Creating the gap between stimulus and response
I have been extremely fortunate and privileged to work with many people this week in helping them see, and then cultivate the gap between stimulus and response.
Viktor Frankl spoke of this idea that between stimulus and response there is a gap, a space, and that if we can become aware and cultivate presence in the gap, we can take charge of our responses in a way that is going to lead to our happiness and feelings of being in control.
With practice, over time, we can develop this gap to the point where we are consciously controlling our thoughts, feelings, and actions, with a real awareness of choice, rather than feeling out of control, or at the mercy of our emotions, which are being triggered by external sources.

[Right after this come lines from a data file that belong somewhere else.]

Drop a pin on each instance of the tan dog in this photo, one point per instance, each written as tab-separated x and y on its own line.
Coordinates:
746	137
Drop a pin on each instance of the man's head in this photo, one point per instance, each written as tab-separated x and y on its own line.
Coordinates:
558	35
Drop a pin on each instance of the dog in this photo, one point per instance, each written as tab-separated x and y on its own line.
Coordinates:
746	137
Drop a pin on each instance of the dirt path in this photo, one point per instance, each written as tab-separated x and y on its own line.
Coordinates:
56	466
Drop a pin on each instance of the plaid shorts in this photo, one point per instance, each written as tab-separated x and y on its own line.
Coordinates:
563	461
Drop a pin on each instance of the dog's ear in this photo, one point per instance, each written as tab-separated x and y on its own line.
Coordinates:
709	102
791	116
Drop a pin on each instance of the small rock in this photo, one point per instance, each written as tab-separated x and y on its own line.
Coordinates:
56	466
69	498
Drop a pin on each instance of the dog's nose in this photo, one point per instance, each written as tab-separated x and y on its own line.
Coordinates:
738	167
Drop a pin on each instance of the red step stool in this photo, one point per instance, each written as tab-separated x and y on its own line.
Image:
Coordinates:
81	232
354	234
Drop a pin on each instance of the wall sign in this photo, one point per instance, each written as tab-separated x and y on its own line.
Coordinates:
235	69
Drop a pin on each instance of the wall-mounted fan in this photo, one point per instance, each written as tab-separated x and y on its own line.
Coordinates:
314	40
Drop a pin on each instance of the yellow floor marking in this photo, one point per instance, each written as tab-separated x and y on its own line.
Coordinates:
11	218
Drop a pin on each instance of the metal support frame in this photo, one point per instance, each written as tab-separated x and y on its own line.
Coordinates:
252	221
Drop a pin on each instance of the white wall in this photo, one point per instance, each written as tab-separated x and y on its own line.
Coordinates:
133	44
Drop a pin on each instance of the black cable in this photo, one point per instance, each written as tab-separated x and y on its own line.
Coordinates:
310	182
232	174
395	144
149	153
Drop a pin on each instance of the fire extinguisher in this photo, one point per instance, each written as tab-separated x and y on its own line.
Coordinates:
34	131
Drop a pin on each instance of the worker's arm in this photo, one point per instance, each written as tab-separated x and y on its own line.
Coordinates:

This is what Carl Jung was talking about when he spoke of one of the biggest challenges to face our society being the failure to mature emotionally. It is certainly my experience that many of my clients feel like they are acting with emotional immaturity.
The gap is there, it just may not feel like it, especially in emotional or stressful situations where we may feel the anger or fear, or sadness or guilt feeling rising up and very quickly find ourselves acting in a way that we later come to regret.
This space between stimulus and response is easiest to cultivate, and become aware of with proactive practice in the present moment. What is described as being present, or mindful of this moment, rather than living in the future (fear, worry) or the past (anger, guilt or sadness) in our imaginations.
Here is a very helpful way to learn to connect to what is around you, and if it is practiced seriously, can make transformative, feeling level changes very quickly.
Every hour, in response to a reminder on your phone or device do the following for just a moment:
S - Stop for a moment whatever you are doing in your mind
T - Take a deep breath (this practice can develop powerful parasympathetic nervous system responses immediately if done effectively)
O - Observe something in detail, pay attention to the moment (again, depth of understanding of how to do this effectively is key)
P - Proceed with a real feeling of gratitude (not at a conscious level, you will feel gratitude and joy if you are doing it properly)
If this practice of living in the moment, and being mindful is cultivated proactively, you can then apply it to emotional or stressful situations and become effective at controlling them in the gap between stimulus and response.
This is the first step, and clearly can be strengthened and developed with formal and informal meditation practice.